Sunday, January 6, 2013

I do cryptograms at www.cryptograms.org. One that stumped me badly for a long time:

FQUTZ HGBEH KTMU NWEEH; CUUVEU GDUH KTMU GDEJ NWHKUH.

I ended up pulling a dictionary text file and created a searchable dictionary of word patterns. Not the fastest way to figure it out, but hopefully applicable to future ones. Eventually I'd love to write a program that can solve simple substitution ciphers based on the English language (and in the future plug in other language dictionaries, but step by step).

In the meantime, I keep my 100% completion rate on the month, even though it is at the cost of my solving time.



spoiler:
Great souls have wills; feeble ones have only wishes.

Tuesday, January 1, 2013

Contact - Carl Sagan (part 2)

Laughing at the idea of a presidential sneeze possibly causing nuclear war. A little scared because its probably an accurate depiction of the power the president holds.

"As der Heer was shutting the door and entering the adjacent sitting room, there was an explosive presidential sneeze. The Warrant Officer of the Day, sitting stiffly on a couch,  was visibly startled. The briefcase at his feet was crammed with authorization codes for nuclear war. Der Heer calmed him with a repetitive gesture of his hand, fingers spread, palm down. The officer gave an apologetic smile.


Odds and ends: I enjoyed the fact that the president in the book is a female. Not quite reality in this day and age, but we are opening up to the idea. In other news, The National Enquirer was as notorious for flagrantly wrong but sensational headlines even in 1985. At least in some ways, the world never changes. On a more sci-fi note: One of the ideas Sagan posits about an earth defense against extraterrestrial threats: '...outposts on pluto....'. No. Outposts on pluto wouldn't be very effective at all, unless the attack happened to coincide with the random point in time where pluto was anywhere near the vicinity of their incoming trajectory. Even though we think about the orbits of the planets as circles, in this case we need to remember that the position of a planet at any given time is a point on that orbit. For a planet with such a long orbit as pluto, defensively it would probably be useless to establish a base there. It might be different if there was a planet that was always on the same side of the sun as us, but there isn't. In addition, I'm still talking about this from a 2-D perspective. The possibility of an ET coming in from some direction not on our orbital plane can't be ignored. Given all of the possibilities, it would be far better to establish defenses directly around the earth, or, given the possibility of future technology, at a few points distant enough from the solar system that we could monitor incoming threats from multiple directions and focus our resources there. Don't get me wrong, there are many other reasons we could establish a base on pluto, but defense shouldn't be one of them.

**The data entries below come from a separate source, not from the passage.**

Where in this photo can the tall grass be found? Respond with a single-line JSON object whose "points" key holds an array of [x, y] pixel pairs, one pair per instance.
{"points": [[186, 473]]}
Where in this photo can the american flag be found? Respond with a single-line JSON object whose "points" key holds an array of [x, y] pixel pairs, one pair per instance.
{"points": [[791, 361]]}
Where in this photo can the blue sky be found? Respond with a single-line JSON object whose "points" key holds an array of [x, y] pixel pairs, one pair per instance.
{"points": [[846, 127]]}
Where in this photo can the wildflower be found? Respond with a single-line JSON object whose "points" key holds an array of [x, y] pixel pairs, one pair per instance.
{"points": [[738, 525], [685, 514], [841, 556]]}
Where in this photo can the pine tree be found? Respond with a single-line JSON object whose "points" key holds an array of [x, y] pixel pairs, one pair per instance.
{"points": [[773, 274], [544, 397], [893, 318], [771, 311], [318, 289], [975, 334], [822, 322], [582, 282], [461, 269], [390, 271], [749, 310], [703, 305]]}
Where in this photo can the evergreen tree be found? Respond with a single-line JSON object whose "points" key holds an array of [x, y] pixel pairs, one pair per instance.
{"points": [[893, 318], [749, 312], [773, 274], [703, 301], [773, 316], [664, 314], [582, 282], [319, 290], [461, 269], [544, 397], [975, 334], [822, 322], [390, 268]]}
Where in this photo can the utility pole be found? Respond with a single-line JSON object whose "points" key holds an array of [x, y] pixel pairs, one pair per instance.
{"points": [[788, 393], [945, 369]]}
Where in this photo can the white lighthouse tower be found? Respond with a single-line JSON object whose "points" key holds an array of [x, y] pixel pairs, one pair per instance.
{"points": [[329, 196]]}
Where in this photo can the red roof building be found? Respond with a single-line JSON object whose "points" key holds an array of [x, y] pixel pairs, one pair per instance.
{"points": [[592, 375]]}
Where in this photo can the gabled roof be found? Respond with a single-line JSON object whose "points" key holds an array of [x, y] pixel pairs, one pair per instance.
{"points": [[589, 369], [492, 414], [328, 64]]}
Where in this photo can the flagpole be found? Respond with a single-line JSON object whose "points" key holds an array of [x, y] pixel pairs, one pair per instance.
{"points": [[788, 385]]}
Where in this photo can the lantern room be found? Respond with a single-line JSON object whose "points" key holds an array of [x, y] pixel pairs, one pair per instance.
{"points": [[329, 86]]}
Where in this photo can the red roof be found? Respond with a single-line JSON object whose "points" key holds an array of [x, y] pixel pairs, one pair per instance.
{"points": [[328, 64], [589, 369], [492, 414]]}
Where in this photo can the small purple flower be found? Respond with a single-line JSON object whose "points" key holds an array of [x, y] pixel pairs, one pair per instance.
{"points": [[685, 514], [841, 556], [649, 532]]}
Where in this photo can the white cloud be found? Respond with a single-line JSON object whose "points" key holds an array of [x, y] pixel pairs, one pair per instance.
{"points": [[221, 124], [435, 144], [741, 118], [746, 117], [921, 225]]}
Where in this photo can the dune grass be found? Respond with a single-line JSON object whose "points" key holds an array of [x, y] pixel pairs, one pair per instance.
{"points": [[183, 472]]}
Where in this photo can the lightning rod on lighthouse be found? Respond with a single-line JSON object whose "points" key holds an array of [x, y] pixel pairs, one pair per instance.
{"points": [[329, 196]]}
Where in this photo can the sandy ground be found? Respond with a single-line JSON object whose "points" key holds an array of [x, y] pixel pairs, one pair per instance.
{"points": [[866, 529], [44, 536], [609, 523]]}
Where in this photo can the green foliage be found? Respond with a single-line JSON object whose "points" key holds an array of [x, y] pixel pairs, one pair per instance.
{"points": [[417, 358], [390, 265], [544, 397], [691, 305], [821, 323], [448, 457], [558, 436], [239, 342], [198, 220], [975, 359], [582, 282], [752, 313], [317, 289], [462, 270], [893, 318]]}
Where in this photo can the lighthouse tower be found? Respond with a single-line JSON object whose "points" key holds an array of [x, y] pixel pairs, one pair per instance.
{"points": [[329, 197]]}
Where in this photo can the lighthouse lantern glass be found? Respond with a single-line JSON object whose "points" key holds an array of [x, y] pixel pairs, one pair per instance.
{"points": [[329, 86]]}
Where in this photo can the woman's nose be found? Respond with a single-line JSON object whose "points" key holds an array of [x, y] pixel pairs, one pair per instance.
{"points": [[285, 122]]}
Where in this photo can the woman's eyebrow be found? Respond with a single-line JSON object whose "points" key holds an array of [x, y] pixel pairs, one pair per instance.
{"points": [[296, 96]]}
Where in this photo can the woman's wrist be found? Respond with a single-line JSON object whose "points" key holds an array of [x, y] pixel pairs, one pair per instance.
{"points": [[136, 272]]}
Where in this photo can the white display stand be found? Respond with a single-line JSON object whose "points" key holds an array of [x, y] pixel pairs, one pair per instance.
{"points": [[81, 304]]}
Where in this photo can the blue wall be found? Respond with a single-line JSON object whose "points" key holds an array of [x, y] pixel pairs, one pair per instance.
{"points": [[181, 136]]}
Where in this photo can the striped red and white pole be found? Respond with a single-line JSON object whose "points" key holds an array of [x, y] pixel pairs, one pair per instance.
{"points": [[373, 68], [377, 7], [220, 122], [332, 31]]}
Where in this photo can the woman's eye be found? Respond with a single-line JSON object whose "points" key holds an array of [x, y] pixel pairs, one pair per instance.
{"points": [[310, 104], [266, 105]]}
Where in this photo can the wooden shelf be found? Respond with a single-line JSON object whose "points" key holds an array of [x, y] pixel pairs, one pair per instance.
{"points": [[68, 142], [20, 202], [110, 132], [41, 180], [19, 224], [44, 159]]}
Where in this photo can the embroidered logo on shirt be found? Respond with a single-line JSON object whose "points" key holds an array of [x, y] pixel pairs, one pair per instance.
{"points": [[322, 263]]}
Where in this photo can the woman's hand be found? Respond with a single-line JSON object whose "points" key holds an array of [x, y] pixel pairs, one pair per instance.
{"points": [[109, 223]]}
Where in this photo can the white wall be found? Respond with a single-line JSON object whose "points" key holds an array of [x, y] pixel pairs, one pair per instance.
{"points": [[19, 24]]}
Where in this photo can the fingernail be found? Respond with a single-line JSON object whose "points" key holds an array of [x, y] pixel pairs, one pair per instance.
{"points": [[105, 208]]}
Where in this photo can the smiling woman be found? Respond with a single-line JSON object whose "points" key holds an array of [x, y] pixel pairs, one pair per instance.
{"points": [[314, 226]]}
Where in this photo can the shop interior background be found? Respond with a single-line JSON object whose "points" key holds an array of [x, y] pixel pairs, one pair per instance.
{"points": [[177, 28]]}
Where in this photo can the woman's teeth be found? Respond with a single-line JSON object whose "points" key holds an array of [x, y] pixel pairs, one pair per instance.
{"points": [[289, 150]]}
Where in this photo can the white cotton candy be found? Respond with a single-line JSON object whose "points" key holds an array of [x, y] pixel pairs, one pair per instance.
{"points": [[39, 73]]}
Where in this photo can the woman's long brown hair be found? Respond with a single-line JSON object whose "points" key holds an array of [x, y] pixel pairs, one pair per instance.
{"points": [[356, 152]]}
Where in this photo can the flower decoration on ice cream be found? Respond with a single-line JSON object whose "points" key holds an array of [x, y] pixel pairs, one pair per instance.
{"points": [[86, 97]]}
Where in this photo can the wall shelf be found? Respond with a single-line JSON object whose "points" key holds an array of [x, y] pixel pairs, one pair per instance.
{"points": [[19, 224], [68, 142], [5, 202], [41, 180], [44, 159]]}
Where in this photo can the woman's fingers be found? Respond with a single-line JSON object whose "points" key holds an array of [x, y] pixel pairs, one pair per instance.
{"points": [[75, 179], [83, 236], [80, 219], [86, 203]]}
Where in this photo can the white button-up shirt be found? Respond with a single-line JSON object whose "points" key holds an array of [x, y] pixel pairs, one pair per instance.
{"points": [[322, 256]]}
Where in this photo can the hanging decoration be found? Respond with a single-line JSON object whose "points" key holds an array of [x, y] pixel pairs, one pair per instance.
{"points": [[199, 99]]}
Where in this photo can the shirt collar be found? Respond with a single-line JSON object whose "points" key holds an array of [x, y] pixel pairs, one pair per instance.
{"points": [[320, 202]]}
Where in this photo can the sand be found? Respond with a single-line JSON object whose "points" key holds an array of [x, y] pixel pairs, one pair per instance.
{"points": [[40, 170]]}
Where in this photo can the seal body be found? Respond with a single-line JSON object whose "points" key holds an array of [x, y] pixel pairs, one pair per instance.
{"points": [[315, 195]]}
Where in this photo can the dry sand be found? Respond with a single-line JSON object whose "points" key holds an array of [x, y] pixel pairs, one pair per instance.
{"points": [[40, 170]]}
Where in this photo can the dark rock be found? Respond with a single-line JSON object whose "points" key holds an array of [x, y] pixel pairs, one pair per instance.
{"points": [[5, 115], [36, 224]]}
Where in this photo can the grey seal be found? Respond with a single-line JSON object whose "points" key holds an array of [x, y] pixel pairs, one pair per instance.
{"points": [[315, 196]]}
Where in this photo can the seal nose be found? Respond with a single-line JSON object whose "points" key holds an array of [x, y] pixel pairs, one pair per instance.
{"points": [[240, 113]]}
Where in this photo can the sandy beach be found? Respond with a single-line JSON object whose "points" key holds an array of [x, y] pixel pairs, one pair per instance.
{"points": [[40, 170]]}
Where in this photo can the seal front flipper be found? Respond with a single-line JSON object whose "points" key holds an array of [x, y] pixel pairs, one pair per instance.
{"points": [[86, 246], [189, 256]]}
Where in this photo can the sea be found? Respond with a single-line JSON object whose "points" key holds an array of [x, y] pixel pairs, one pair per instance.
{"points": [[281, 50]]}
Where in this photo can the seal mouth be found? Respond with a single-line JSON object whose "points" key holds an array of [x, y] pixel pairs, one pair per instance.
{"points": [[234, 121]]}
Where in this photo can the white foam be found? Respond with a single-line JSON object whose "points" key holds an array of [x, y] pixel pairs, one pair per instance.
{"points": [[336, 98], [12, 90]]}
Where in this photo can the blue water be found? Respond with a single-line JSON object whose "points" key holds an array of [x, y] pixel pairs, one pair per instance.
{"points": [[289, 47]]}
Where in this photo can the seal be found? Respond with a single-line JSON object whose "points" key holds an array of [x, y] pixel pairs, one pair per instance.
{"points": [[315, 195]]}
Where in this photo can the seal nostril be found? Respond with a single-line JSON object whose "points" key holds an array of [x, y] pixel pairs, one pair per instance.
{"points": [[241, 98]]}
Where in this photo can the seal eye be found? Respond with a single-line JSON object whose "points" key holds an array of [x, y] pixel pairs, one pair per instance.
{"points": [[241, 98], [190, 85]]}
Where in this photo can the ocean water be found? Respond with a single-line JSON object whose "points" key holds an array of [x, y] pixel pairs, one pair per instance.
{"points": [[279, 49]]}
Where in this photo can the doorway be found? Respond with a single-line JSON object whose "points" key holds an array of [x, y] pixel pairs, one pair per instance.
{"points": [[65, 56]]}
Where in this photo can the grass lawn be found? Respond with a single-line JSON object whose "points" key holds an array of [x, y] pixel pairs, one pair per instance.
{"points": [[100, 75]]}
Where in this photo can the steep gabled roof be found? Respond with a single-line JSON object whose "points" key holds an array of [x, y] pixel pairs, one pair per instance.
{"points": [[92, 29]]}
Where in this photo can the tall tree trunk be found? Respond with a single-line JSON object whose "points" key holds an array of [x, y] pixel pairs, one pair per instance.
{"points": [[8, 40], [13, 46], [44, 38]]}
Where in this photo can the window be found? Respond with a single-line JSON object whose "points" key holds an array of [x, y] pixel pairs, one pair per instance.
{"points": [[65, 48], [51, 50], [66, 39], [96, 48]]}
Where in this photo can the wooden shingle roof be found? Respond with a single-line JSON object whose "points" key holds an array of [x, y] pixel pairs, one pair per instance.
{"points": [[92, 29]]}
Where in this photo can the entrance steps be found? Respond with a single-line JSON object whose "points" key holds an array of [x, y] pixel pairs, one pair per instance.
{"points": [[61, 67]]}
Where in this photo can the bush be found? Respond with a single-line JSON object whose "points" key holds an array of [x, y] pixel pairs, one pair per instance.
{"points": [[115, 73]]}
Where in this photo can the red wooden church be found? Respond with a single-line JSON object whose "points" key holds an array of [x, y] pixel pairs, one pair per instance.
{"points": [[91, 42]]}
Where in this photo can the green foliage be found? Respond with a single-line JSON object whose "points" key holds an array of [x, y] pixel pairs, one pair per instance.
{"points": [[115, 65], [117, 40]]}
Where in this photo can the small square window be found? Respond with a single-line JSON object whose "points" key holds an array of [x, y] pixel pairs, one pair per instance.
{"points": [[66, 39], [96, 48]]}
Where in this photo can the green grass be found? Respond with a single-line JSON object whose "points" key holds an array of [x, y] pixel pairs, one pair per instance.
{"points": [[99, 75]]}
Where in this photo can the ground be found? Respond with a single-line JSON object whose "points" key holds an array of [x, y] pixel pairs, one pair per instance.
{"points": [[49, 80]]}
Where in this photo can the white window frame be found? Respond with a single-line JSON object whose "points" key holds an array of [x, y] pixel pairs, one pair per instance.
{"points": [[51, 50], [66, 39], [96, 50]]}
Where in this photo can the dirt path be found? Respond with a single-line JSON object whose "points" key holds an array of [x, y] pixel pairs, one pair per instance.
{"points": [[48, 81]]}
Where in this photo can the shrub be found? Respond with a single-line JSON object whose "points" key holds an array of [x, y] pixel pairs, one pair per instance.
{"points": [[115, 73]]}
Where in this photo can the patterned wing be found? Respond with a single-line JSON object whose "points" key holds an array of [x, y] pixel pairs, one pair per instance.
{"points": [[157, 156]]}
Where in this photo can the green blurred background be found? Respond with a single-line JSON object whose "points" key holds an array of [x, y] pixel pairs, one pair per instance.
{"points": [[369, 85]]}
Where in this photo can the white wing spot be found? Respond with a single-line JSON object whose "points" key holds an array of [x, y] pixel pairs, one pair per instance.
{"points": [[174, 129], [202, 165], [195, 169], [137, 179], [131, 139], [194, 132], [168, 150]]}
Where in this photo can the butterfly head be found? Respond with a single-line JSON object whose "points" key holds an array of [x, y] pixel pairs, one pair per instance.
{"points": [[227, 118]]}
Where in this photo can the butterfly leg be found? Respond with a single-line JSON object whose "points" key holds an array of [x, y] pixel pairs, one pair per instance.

If only - Sagan discusses briefly the effect s of Trofim Lysenko's influence on Soviet molecular biology, citing it as one of the causes of the soviet's difficulties in developing the organic components of the Machine. He goes on to say that the Americans suffered a similar but more abortive attempt to stifle evolution."Fortunately for American molecular biology, the fundamentalists were never as influential in the United States as Stalin had been in the Soviet Union." If you look strictly at the issue of evolution and molecular biology, that may be true. At the same time, because it was never as widespread, it also never suffered the complete defeat that Lysenkoism suffered once it was discredited, and probably will not until the end of the era of religion. Which will be never.  

The Watchmen story uses the same way of uniting the world and moving toward world peace as Contact does. We will coalesce around an external threat, drop our differences, and work together. There'll be some squabbling over who does what, but its fundamentally a united effort. We're lacking that external threat in the United States right now to unite us, so we're falling apart politically as the sides get more and more stridently opposed. For some reason a manufactured crisis can't get us moving in the right direction. Does congress have the power to bind its future self? Can God create a rock so heavy that God can't lift it?

A question I'd like to reserve for later so I can think about it - "What is there in the precepts of science that keeps a scientist from doing evil?"